A physician, engineer, and astronaut, Mae Jemison travelled to space with the Space Shuttle Endeavour crew in 1992, becoming the first African-American woman to voyage beyond our planet. Even though she was afraid of heights, she still managed to log over 190 hours in space!
In 1960, Wilma Rudolph became the first American woman to win three golds in track and field at the same Olympic Games. Many hailed her as “the fastest woman in the world.”
In addition to her athletic victories, Rudolph was also an avid civil rights advocate, and refused to attend a segregated homecoming parade even though it was in her honor.
Rosalind Franklin was an English chemist and crystallographer who is best known for her key contributions to the discovery of the structure of DNA. She led a research team in the study of DNA’s structure, but her ground-breaking image of DNA was taken by Maurice Wilkins and used without her permission and without crediting her.
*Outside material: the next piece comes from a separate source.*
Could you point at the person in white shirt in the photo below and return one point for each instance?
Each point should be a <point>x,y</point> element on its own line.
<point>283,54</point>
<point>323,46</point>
Franklin ended up building the foundation of modern virology before passing away shortly after, and Wilkins and his partners later won the Nobel Prize in 1962 for their “discovery” of the molecular structures of DNA without even mentioning Franklin’s essential contributions.
Margaret Hamilton was an American computer scientist and one of the first software programmers. She led the team that developed software for the navigation and control systems of the Apollo missions to the Moon, and played an important role in the success of the Apollo 11 mission. Thanks to Hamilton and her team’s skills, astronauts like Neil Armstrong were able to safely travel to the Moon and back to earth.